Times have never been tougher for product structurers - with interest rates in the US at near zero and option volatility soaring over the past 12 months, arrangers have been left with the slimmest of margins to create attractive offerings. Credit Suisse has adapted skilfully to the new environment to ensure its client base receives products that optimise the less-than-favourable conditions.
Equity market volatility has allowed Credit Suisse to offer 10 times' leveraged participation on some of its accelerated growth products. On another digital structure, the payout combined both knock-out and worst-of features, which allowed for more room in the upside cap. Instead of pulling back from the market, the bank has pushed ahead with alterations like these that will ultimately ensure that the product class sees out the difficult times ahead.
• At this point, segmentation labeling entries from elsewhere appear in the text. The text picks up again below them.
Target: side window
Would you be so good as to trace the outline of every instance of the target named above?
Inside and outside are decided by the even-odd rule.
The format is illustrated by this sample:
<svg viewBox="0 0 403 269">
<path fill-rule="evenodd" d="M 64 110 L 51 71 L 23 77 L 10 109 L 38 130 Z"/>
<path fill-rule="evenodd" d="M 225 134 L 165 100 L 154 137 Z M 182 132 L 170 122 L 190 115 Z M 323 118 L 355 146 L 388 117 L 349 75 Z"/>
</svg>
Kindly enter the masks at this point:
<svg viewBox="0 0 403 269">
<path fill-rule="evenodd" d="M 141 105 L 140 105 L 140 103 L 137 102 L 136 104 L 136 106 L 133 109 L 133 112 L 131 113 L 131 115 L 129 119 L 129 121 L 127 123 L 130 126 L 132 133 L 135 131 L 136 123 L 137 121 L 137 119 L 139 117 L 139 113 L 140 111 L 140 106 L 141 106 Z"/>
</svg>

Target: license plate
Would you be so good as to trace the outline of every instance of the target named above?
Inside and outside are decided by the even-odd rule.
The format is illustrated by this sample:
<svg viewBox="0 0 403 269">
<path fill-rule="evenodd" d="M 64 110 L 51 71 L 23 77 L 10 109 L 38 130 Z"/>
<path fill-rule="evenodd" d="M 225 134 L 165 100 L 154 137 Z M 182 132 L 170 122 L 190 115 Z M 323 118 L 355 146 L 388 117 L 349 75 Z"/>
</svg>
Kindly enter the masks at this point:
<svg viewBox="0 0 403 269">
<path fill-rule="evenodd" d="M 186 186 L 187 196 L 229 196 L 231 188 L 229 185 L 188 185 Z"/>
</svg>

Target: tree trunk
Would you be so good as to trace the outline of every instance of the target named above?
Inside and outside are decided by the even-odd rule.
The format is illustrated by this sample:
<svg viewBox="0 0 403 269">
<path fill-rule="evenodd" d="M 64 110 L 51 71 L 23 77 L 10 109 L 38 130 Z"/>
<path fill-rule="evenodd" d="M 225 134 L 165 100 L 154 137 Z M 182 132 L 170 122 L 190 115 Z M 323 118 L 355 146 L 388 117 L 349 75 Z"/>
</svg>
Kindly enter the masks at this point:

While volumes have suffered across the industry, the structurer's issuance still hit US$3.1 billion in 2008, and when note volumes were down, it made up revenues in its over-the counter hedging business, which was very active in the last quarter of 2008.
The dramatic shift in market context means that some structured deals are now making far less sense than they were at inception. Credit Suisse has stepped in to restructure trades where possible. "There are massive restructuring opportunities," says Elaine Sam, vice-president, equities, derivatives marketing at the US bank's New York offices. One emerging markets trade that was entered into a year ago with a high entry level and a low cap was restructured to take into account increased volatility and the lower entry level, which allowed for a higher cap, says Sam.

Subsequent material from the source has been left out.